Monday, October 20, 2025

Calls Mount for Immediate Release of Nnamdi Kanu’s Lawyer and Brother After “Unlawful” Arrests in Abuja

The unlawful arrest of Barrister Aloy Ejimakor, Prince Emmanuel Kanu, and others linked to the peaceful protest for the release of Nnamdi Kanu once again exposes the rot, recklessness, and deep authoritarian streak that defines Nigeria’s law enforcement institutions. In a nation where the constitution supposedly guarantees fair hearing, the police and the Attorney-General’s office have chosen to trample the very laws they swore to uphold.

Human rights activist Omoyele Sowore confirmed the arrests, describing how police officers deployed against demonstrators brutalised citizens whose only offence was demanding compliance with existing court orders. Ejimakor, who serves as counsel to the detained IPOB leader, Nnamdi Kanu, was arrested alongside Kanu’s brother and other peaceful protesters. Before being taken away, Ejimakor managed to post that they were held at the FCT Command CID in Garki, Abuja — a post that quickly drew public outrage.

Their senior lawyer, Chukwuma-Machukwu Ume, SAN, denounced the arrests as an act of intimidation designed to cripple the defence in Kanu’s ongoing case. Ume reminded the authorities that arresting a defence lawyer or witness violates not only the Nigerian Constitution but also international legal standards, including the United Nations Basic Principles on the Role of Lawyers. These principles insist that lawyers must be free to perform their duties without harassment or interference — a concept that seems alien to Nigeria’s repressive security apparatus.

The petition filed by Ume was scathing. It accused the Nigeria Police Force and the Attorney-General’s office of contempt of court and deliberate obstruction of justice. It argued that detaining legal representatives and witnesses mid-trial sabotages the judicial process and undermines Section 36 of the Constitution, which guarantees a defendant’s right to counsel and witnesses of choice. The continued detention of these individuals, according to Ume, represents a gross usurpation of judicial authority and a flagrant violation of Nigeria’s international obligations under the African Charter on Human and Peoples’ Rights and the International Covenant on Civil and Political Rights.

Such arrests reflect a pattern of systemic lawlessness that has come to define Nigeria’s governance structure. The police, instead of serving as an instrument of justice, have become tools of intimidation — deployed not to uphold order but to protect political interests. The Attorney-General’s silence, in the face of such blatant violations, only reinforces the perception that the Nigerian state operates above its own laws.

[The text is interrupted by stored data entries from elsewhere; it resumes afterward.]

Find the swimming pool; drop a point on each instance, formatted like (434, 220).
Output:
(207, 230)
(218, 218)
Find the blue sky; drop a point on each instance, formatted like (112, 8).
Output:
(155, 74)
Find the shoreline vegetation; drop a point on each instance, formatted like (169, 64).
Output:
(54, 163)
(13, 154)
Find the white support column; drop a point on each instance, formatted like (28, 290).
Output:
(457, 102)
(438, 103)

Nigeria’s rulers speak endlessly of democracy, yet they preside over a system that punishes lawyers for defending their clients and jails citizens for demanding justice. This latest assault on due process is not merely a legal infraction; it is a public declaration that in Nigeria, the rule of law exists only on paper. The continued detention of Ejimakor and Prince Kanu is a stain on whatever remains of the country’s judicial integrity — and a grim reminder that under Nigeria’s corrupt and decaying order, justice has no defenders left.